By EMMIE V. ABADILLA
September 13, 2009, 2:19pm

With Asia Pacific air traffic remaining strong despite the global downturn, Philippine Airlines (PAL) is acquiring four of Boeing’s newest and most advanced 777-300ERs for approximately $1 billion to boost its long-haul services across the region starting November, this year.

In all, the flag carrier intends to add six Boeing 777s to its fleet, four via direct purchase and 2 via a 12-year lease. The Export-Import Bank will fund the purchases, valued at $250 million per aircraft. Delivery is scheduled in June 2012, November 2012, April 2013 and November 2013. However, the leased Boeing 777s are arriving in two months.

“With the 777-300ER, PAL can fly across the Pacific or to Australia with lesser fuel than the four-engine B747-400 or Airbus A340-300 which it currently deploys on these routes,” explained Randy J. Tinseth, Boeing vice president for marketing. “Fuel burn is considerably lower when compared to the A340-500 and the A340-600.”

Known as the largest, long-range, twin-engine jetliner, the B777-3000ER can carry 365 passengers to a distance of 14,685 kilometers, the equivalent to flying to Los Angeles and back to Manila non-stop without refueling. They also feature the most spacious passenger cabin in its class, offering wider seats and aisles, more headroom and seating flexibility.

A unique overhead crew rest area located above the passenger cabin, frees up space for four to seven more seats in the cabin. The cabins are so spacious that a six-foot-two-inch tall passenger can easily pass under the center stowage cabin bins.

While the global economic downturn has hit the aviation industry really hard, Tinseth maintained that the air traffic in Asia Pacific is “stronger”. In fact, Boeing forecasted that the region will rank as the world’s highest growth and largest aviation market over the next two decades, requiring 8,960 new commercial jets worth $1.1 trillion.

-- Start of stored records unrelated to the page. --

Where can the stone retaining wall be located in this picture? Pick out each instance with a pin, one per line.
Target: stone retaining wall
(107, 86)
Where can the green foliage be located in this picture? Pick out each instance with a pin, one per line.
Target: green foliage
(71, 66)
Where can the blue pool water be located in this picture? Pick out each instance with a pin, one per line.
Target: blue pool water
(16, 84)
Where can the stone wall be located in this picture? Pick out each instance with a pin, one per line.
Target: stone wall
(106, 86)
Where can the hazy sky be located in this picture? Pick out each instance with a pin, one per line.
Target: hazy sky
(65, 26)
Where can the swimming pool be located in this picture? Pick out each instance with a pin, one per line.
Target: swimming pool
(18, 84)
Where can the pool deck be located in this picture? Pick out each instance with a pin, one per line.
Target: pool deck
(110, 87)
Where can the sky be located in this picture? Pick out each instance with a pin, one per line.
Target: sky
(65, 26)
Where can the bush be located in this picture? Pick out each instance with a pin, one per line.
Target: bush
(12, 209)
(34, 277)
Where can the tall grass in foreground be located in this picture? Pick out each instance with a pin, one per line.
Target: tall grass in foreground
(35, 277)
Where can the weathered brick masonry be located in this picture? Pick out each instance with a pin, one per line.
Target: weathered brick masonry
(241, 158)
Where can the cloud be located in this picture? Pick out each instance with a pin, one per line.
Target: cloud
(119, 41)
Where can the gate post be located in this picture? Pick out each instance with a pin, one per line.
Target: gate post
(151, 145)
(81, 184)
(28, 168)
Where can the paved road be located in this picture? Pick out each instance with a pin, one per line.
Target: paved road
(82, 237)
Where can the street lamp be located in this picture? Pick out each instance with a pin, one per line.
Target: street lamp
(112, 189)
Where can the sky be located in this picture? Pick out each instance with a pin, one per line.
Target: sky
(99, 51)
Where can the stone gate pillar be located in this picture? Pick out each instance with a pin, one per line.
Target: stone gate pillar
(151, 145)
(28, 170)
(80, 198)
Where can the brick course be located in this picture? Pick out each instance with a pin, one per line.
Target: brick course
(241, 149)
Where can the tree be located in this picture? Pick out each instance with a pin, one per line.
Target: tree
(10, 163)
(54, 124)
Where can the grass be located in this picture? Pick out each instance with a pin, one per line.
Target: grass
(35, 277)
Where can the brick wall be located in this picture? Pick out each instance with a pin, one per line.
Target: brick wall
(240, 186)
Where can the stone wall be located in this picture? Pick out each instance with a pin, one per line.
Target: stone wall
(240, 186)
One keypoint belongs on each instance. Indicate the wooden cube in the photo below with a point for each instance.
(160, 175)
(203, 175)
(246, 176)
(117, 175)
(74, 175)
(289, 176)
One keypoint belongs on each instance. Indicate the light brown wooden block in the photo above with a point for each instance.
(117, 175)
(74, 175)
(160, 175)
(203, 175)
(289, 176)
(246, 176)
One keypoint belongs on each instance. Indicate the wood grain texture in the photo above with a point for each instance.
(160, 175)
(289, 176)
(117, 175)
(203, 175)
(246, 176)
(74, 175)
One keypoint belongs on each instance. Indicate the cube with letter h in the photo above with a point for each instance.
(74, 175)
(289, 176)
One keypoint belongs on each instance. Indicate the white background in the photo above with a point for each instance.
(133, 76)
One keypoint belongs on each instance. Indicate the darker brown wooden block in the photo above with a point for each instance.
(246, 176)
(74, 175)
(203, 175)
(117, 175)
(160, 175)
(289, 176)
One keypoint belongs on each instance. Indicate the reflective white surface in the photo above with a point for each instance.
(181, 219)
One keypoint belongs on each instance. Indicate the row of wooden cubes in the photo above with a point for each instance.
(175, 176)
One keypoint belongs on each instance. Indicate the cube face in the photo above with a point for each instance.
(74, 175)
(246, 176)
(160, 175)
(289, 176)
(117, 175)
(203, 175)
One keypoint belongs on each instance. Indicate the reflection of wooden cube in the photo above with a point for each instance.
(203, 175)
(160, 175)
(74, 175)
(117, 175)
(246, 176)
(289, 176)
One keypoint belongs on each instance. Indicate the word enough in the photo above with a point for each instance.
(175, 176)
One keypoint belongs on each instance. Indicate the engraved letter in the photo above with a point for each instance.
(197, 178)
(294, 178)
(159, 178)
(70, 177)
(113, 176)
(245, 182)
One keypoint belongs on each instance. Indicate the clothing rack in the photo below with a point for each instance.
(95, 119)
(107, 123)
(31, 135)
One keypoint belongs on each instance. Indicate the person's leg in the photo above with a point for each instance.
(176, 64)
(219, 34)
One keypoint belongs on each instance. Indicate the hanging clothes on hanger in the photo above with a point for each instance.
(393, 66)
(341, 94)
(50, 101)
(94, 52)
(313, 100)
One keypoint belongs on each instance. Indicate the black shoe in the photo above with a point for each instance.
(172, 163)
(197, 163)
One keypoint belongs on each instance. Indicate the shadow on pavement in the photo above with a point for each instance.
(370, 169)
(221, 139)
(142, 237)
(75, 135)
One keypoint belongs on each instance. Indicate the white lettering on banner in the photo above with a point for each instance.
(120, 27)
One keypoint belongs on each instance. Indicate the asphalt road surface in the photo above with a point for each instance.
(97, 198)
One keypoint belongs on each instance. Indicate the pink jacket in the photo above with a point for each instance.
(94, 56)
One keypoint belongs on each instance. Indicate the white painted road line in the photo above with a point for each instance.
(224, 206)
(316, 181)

At present, Asia Pacific, which covers Japan, Korea, China, Australia and India, accounts for more than 8,300 flights and 1.2 million travellers daily. But between now and 2028, Asia Pacific air travel will grow from 32 per cent of the world market to 41 percent .

The region’s fleet will triple from 3,910 to a total of 11,170 airplanes as travel grows at an average of 6.5 per cent per annum. “That’s a big leap for a region that was not even mentioned in our earliest Boeing market forecasts back in the 1950s,” he noted.

Philippine carriers are growing strongly as well, the Boeing executive confirmed. “The world aviation market is challenging today but the Philippine market has seen significant growth over the last 10 years and is well-positioned as the economy returns to growth in the future.”